Uncertainty Principle Questions

From De Broglie's wavelength we prove that $ \\ p = \frac{h}{\lambda} = \frac{hc}{\lambda c} \\$ $ \implies p = \frac{1240 eV nm}{(634nm)C} = 1.96 \frac{eV}{C} $

Energy of H-atom is given by, $$ \tag{1} E = \frac{-Re^2}{r} + \frac{p^2}{2m_e} $$ From HUP, $ \Delta x \Delta p \ge \hbar$, $$ \tag{2} \Delta p_x \approx \frac{\hbar}{r} $$ Put (2) in (1), $$ \tag{3} E = \frac{-ke^2}{r} + \frac{\hbar^2}{2mr^2} $$ For minimum energy, $$ \frac{dE}{dr} =0 \space \& \frac{d^2E}{dr^2} < 0$$ for $ r=r_0, \implies \frac{dE}{dr} = \frac{2ke^2}{r^2} - \frac{\hbar^2}{2mr^3} = 0 \\$ $\implies r_0 = 0.52 Å$. $\\$ Note: you can put $r_0$ in $\frac{d^2E}{dr^2}$ and find E for $r=r_0$ $\\$ $\implies E = -13.6eV$

As radius of atom is about $5 \times 10^{-15}m$, so the electron to be confined inside of nucleus of uncertainty in its position should not be more than this. Hence $\Delta x = 5 \times 10^{-15}m$. Thus corresponding uncertainty in momentum is $$ \Delta p \Delta x \approx \frac{\hbar}{2} \implies \Delta p \approx \frac{\hbar}{2 \Delta x} $$ $$ \implies \frac{1.054 \times 10^{-34} Js}{10^{-14}m} = 1.054 \times 10^{-20} Kg m/s $$ Now momentum of $e^-$ inside of nucleus must be at least $p = \Delta p = 1.054 \times 10^{-20} kgm/s$. Electron with such momentum would have kinetic energy equal to $E=pc \space$(neglecting rest mass energy). Thus, $$ E =1.054 \times 10^{-20} Kgms^{-1} \times 3 \times 10^{8} ms^{-1} = 3.1514 \times 10^{-12} J = 19.6 \space MeV$$ This energy is far greater than emitted $\beta$ particle whose maxim energy was 1 MeV. Thus electron can't be part of nucleus.

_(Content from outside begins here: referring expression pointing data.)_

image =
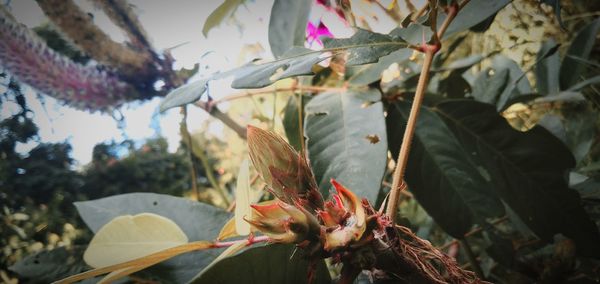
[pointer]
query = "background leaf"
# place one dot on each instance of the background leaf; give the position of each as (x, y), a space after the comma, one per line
(527, 169)
(277, 264)
(581, 47)
(52, 265)
(440, 173)
(472, 14)
(128, 237)
(222, 12)
(291, 121)
(346, 140)
(547, 68)
(197, 220)
(287, 25)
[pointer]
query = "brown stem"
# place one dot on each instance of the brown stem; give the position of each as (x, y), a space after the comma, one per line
(193, 169)
(398, 178)
(430, 50)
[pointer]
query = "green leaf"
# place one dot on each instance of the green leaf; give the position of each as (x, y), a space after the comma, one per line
(287, 25)
(272, 264)
(295, 62)
(365, 46)
(48, 266)
(581, 47)
(291, 121)
(489, 85)
(197, 220)
(527, 169)
(222, 12)
(472, 14)
(547, 68)
(441, 174)
(346, 140)
(371, 73)
(184, 95)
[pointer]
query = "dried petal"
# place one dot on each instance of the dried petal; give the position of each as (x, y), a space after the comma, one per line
(284, 170)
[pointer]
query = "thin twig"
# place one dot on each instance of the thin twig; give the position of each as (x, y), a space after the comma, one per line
(430, 49)
(193, 170)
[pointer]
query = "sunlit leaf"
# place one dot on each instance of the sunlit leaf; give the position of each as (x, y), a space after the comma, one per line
(242, 199)
(287, 24)
(581, 47)
(96, 213)
(222, 12)
(339, 127)
(130, 237)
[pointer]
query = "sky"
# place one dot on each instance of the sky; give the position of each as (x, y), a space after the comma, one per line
(178, 22)
(169, 24)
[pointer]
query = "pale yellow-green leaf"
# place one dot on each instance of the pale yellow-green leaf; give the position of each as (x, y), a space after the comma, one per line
(220, 14)
(129, 237)
(228, 230)
(242, 200)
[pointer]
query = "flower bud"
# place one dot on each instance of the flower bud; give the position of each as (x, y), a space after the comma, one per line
(285, 171)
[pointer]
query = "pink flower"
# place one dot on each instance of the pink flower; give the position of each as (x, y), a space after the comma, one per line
(313, 33)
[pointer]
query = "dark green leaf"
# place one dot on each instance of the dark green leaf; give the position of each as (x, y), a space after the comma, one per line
(197, 220)
(295, 62)
(287, 25)
(547, 68)
(183, 95)
(50, 266)
(581, 132)
(415, 34)
(441, 174)
(272, 264)
(346, 140)
(472, 14)
(581, 47)
(372, 73)
(365, 46)
(527, 169)
(221, 13)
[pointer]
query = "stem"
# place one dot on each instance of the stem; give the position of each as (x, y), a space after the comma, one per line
(430, 50)
(193, 170)
(398, 178)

We take $x$ as Hermitian operator and $\psi$ as its normalised state function. $$ (\Delta x)^2 = (x - \braket{x})^2 \\ \implies (\Delta x)^2 = x^2 + \braket{x}^2 - 2 \cdot x \cdot \braket{x} \\ \implies \braket{\psi | (\Delta x)^2 | \psi} = \braket{\psi | x^2 | \psi} + \braket{\psi | \braket{x}^2 | \psi} - 2 \braket{\psi | \cdot x \cdot \braket{x} | \psi} \\ \implies (\Delta x)^2 = \braket{x^2} + \braket{x}^2 - 2 \braket{x}^2 \\ \implies (\Delta x)^2 = \braket{x^2} - \braket{x}^2 $$

From, HUP, we know that, $$ \boxed { \Delta E \Delta t \ge \frac{\hbar}{2} }$$ $\Delta E = \Delta m c^2$ $\\$ $\Delta E = (40m_e)c^2$ $\\$ (since variation in mass is $\pm20m_e$)